Mehrheit scheint gewiss

Eine Mehrheit scheint trotzdem gewiss, da auch die FDP den Antrag unterstützen will. Im März hatte FDP-Stadtrat Jochen Eisele noch in einem flammenden Plädoyer gefordert, man dürfe sich von einem Investor nicht alles aufzwingen lassen. Auch seine Partei hatte den Antrag der Grünen damals unterstützt. „Wir sind nicht gegen eine Weiterentwicklung des Marktes“, so Eisele gestern auf Anfrage unserer Zeitung. „Mir geht es lediglich um die Höhe.“ 17 Meter seien zu hoch. Auch Eisele spricht sich dafür aus, dass die Wohnbebauung umgeplant werden sollte, wenn die Filiale für Lidl tatsächlich nur im 1. Stockwerk vorstellbar ist.
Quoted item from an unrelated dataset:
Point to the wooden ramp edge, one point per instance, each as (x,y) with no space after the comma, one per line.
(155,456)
„Der Lidl hat eine große Bedeutung für die Oststadt und das geplante Neubaugebiet an der Fuchshofstraße“, sagt Baubürgermeister Michael Ilk. Er freut sich über die Initiative aus den Fraktionen. „Alles andere wäre eine vertane Chance.“ Auch Ilk geht davon aus, dass neue Gespräche auch neue Ideen für die Höhe des Marktes und dessen Lage bringen. Die Belange der Nachbarschaft seien wichtig, allerdings habe eine Studie gezeigt, dass selbst ein 17 Meter hoher Markt die Wohnbebauung im Umfeld nicht übermäßig verschatte.
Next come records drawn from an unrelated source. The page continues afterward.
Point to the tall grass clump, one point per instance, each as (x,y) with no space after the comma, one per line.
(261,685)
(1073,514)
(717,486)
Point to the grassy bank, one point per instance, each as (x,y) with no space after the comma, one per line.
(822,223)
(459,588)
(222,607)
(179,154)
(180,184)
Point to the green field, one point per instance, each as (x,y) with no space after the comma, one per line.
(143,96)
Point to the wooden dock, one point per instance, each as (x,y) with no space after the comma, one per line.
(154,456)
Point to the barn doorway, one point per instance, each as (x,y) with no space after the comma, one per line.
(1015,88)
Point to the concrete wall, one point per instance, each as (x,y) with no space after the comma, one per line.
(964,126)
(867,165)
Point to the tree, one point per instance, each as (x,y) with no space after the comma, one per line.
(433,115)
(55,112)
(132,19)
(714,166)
Die Grünen bleiben bei ihrer Ablehnung. Allerdings ist für sie nicht die Gebäudehöhe ausschlaggebend, sondern die Lage des Marktes im 1. Stock. Die stellvertretende Fraktionsvorsitzende, Christine Knoß, stört sich außerdem an den vielen eingeplanten Parkplätzen und dem offenen Parkdeck unter dem Markt. Dieses biete sich geradezu an für abendliche Treffen, gepaart mit Alkoholkonsum.

Betroffene Anwohner und Immobilieneigentümer, die sich in einer Interessengemeinschaft zusammengeschlossen haben, reagieren entsetzt. Da bisher nur hinter verschlossenen Türen über den Antrag diskutiert wurde, sprechen sie von einer „geheimen Hundertachtziggradwendung der Gemeinderäte, die nicht die Interessen der Oststadtbürger berücksichtigen, sondern im Interesse von Lidl arbeiten“. Die Initiative befürchtet, dass mit einer Zustimmung „der bereits abgelehnte Koloss oder sogar noch größere Kolosse wieder möglich wären.“ Im September haben die Sprecher der Initiative, Günter Butschbacher, Dr. Thomas Kauth und Eike Sautter, Lidl schriftlich um einen Gesprächspartner gebeten, um im Zuge der Neubaupläne über die Belange der Bürger sprechen zu können. „Leider hat Lidl bis heute nicht reagiert“, bedauert die Initiative.

Info: Der Gemeinderat tagt heute ab 17 Uhr im Kulturzentrum. Lidl steht an dritter Stelle der Tagesordnung.